Wieder fragte Boyd die beiden Polizisten, gegen welches Gesetz die Missionare denn wohl verstießen, woraufhin die Gesetzeshüter maulend und rachedürstig davontrabten. Der inzwischen ein wenig entnervte Boyd erinnert sich daran, nun das Folgende geäußert zu haben:

 Ich kam nicht zurück aus der Dritten Welt, wo ich alle Arten von Rauch, Feuer und Prügel für das Evangelium eingesteckt habe, um in einem Land derartig behandelt zu werden, dass angeblich die freie Meinungsäußerung zur Grundlage hat.
Ich rief den Polizisten, als sie davontrabten, zu: „Das sind die USA, nicht die Sowjetunion ! Schämt euch, ihr müsst Buße tun ! Ich zeige keinen Mangel an Respekt für für Sie. Ich respektiere Ihren Beruf, aber nicht Ihre Art, ihn auszuführen. Dies ist doch Amerika !“

Kaum hatte er das Wort „Buße“ ausgesprochen, da wandten sich die Polizisten auf dem Absatz um und legten ihm Handschellen an. Für uns echte Gläubige keine Überraschung. Alle Sünder, die auf ihr dringendes Bedürfnis nach Buße hingewiesen werden, sind zutiefst getroffen und schockiert. In jedem Falle versuchte Ricky Springer die Verhaftung mit einer Videokamera zu dokumentieren. Der Polizeichef Maiorano hinderte ihn jedoch daran, blockierte seinen Arm und rangelte mit ihm. Manch überführter Sünder ist sich wahrlich keiner Idotie zu schade, um der notwendigen Buße zu entkommen.

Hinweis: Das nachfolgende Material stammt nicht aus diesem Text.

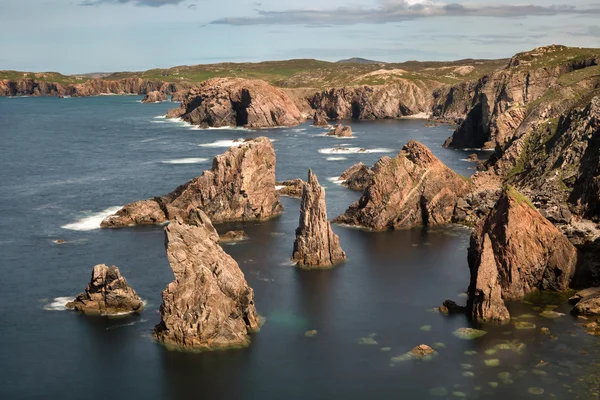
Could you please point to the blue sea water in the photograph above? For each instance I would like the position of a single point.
(66, 163)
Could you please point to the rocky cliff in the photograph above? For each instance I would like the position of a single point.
(93, 87)
(316, 245)
(515, 251)
(107, 294)
(239, 186)
(500, 102)
(414, 188)
(238, 102)
(209, 305)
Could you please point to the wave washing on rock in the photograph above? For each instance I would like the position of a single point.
(240, 186)
(92, 221)
(190, 160)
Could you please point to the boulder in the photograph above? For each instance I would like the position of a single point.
(358, 177)
(240, 186)
(291, 188)
(414, 188)
(155, 97)
(233, 236)
(209, 305)
(340, 131)
(107, 294)
(316, 245)
(250, 103)
(587, 302)
(320, 119)
(515, 251)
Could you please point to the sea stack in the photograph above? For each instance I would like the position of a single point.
(414, 188)
(107, 294)
(316, 245)
(209, 305)
(515, 251)
(240, 186)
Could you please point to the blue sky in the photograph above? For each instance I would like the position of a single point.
(75, 36)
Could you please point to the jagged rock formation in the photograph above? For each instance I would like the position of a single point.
(107, 293)
(93, 87)
(209, 305)
(155, 97)
(501, 102)
(248, 103)
(320, 119)
(291, 188)
(414, 188)
(340, 131)
(358, 177)
(239, 186)
(375, 102)
(316, 245)
(233, 236)
(513, 252)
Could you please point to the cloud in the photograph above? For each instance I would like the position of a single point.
(400, 10)
(146, 3)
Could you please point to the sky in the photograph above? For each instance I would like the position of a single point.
(78, 36)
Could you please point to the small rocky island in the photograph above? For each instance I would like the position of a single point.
(209, 305)
(316, 245)
(240, 186)
(107, 294)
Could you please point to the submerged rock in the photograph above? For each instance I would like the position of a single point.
(107, 293)
(316, 245)
(209, 305)
(414, 188)
(358, 177)
(233, 236)
(240, 186)
(291, 188)
(515, 251)
(250, 103)
(155, 97)
(340, 131)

In jedem Falle wurde Boyd abgeführt, in die „Onslow“-Polizeiwache gebracht, wo er zwei Stunden lang festgehalten und mit einer Geldbuße von 500 US-Dollar versehen wurde. Was ist laut Protokoll sein Verstoß ?

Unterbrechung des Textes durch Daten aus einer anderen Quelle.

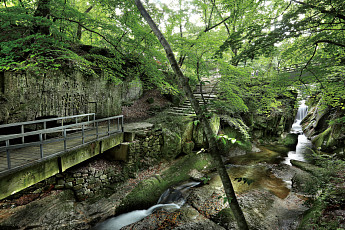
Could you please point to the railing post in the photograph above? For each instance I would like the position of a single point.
(64, 140)
(8, 154)
(108, 127)
(96, 130)
(22, 129)
(41, 145)
(94, 119)
(122, 124)
(45, 127)
(82, 133)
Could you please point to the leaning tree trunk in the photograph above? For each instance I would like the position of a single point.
(213, 145)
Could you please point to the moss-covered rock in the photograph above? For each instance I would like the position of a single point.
(290, 140)
(172, 144)
(148, 192)
(187, 147)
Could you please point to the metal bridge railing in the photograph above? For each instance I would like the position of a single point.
(62, 133)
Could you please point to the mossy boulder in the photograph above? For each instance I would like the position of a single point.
(187, 147)
(290, 140)
(172, 145)
(148, 191)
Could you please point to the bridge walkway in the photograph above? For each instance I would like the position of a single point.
(44, 143)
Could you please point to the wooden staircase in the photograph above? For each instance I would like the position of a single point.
(209, 94)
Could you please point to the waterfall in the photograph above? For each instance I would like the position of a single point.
(302, 111)
(170, 199)
(304, 145)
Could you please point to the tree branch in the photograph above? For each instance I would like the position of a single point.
(92, 31)
(322, 10)
(330, 42)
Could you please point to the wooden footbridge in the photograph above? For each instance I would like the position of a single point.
(36, 150)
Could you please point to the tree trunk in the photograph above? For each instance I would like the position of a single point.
(79, 25)
(43, 10)
(213, 145)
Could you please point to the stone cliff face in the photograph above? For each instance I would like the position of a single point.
(28, 96)
(321, 127)
(275, 125)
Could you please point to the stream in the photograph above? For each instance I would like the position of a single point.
(268, 202)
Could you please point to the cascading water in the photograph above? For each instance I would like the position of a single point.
(304, 145)
(170, 199)
(301, 113)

„Der Gebrauch von beleidigender Sprache, die zu einer gewalttätigen Reaktion herausfordert“. Boyd wundert sich immer noch, dass die Worte „Buße“ und „Schande“ bereits beleidigende Sprache in einem Land sein sollen, das sich so viel auf die freie Meinungsäußerung einbildet.  Am 30. August wird in jedem Falle eine gerichtliche Anhörung zu dem fraglichen Vorfall abgehalten werden. Boyd hat enige sehr interessante Bemerkungen dazu gemacht, die ich hier abschließend noch zitieren will:

 Diese erfundene Anklage fusst nur auf einem üblen Polizei-Beamten, der seinen Hass auf das Evangelium herausliess und seine Authorität missbrauchte. Außerdem ein Polizeichef, der lieber seinen Beamten deckte, anstatt das Gesetz zu respektieren.
Ich habe 13 Monate in kommunistischen, muslimischen und anderen Ländern ohne Freiheiten verbracht und erst in Amerika werde ich am Unabhängigkeitstag verhaftet aufgrund von falschen Anschuldigungen, weil ich das Evangelium gepredigt habe.

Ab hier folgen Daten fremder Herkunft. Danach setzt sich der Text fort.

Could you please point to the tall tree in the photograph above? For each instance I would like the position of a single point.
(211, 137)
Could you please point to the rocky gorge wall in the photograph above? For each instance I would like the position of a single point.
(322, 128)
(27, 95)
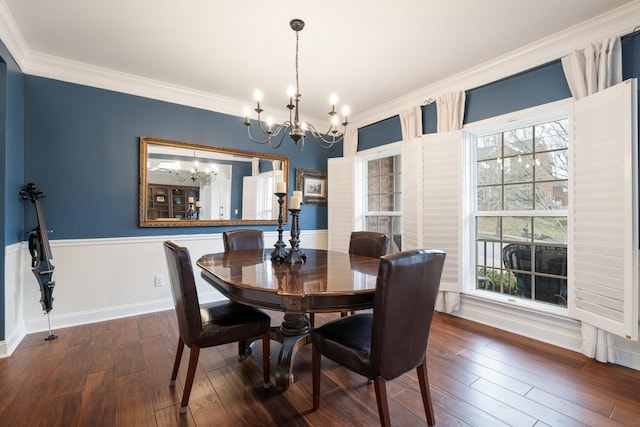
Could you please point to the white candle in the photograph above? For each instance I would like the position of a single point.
(295, 203)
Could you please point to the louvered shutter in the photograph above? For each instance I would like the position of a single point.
(442, 198)
(341, 183)
(603, 211)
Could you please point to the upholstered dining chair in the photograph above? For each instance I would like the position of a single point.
(393, 339)
(208, 325)
(242, 239)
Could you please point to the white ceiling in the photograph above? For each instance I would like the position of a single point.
(368, 52)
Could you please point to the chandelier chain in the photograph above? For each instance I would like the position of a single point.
(297, 128)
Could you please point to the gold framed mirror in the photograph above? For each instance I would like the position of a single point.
(187, 184)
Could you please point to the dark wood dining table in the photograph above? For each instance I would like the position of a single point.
(328, 281)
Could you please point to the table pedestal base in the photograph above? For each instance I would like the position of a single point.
(293, 334)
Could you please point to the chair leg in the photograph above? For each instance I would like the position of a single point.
(266, 350)
(315, 375)
(381, 399)
(191, 372)
(242, 349)
(426, 393)
(176, 363)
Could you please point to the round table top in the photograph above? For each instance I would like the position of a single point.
(327, 281)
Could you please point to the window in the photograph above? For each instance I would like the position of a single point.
(521, 202)
(383, 199)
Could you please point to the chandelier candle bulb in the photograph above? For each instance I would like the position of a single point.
(295, 203)
(297, 129)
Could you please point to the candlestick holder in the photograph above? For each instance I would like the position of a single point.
(280, 252)
(295, 255)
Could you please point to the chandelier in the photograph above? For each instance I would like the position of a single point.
(203, 177)
(296, 128)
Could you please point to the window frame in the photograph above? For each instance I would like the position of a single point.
(362, 159)
(499, 124)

Lk 6,22 Selig seid ihr, wenn euch die Menschen hassen und euch ausstoßen und schmähen und verwerfen euren Namen als böse um des Menschensohnes willen.

Tja, wir sehen: Christus hat es vorhergesehen. Nur wusste bislang kaum jemand, wie weit es damit schon in den USA gediehen ist. „God´s own country“ verkommt, ähnlich wie Westeuropa, von Minute zu Minute mehr, wie es scheint.

BITTE BETEN SIE DOCH EINMAL AUCH DAFÜR, DASS DAS EVANGELIUM FREI UND UNGEHINDERT VERKÜNDET WERDEN DARF. ÜBERALL AUF DER WELT. DAS IST VIEL VERLANGT, ABER BEI GOTT IST NICHTS UNMÖGLICH, WIE MEIN TAUFPASTOR IMMER SAGTE.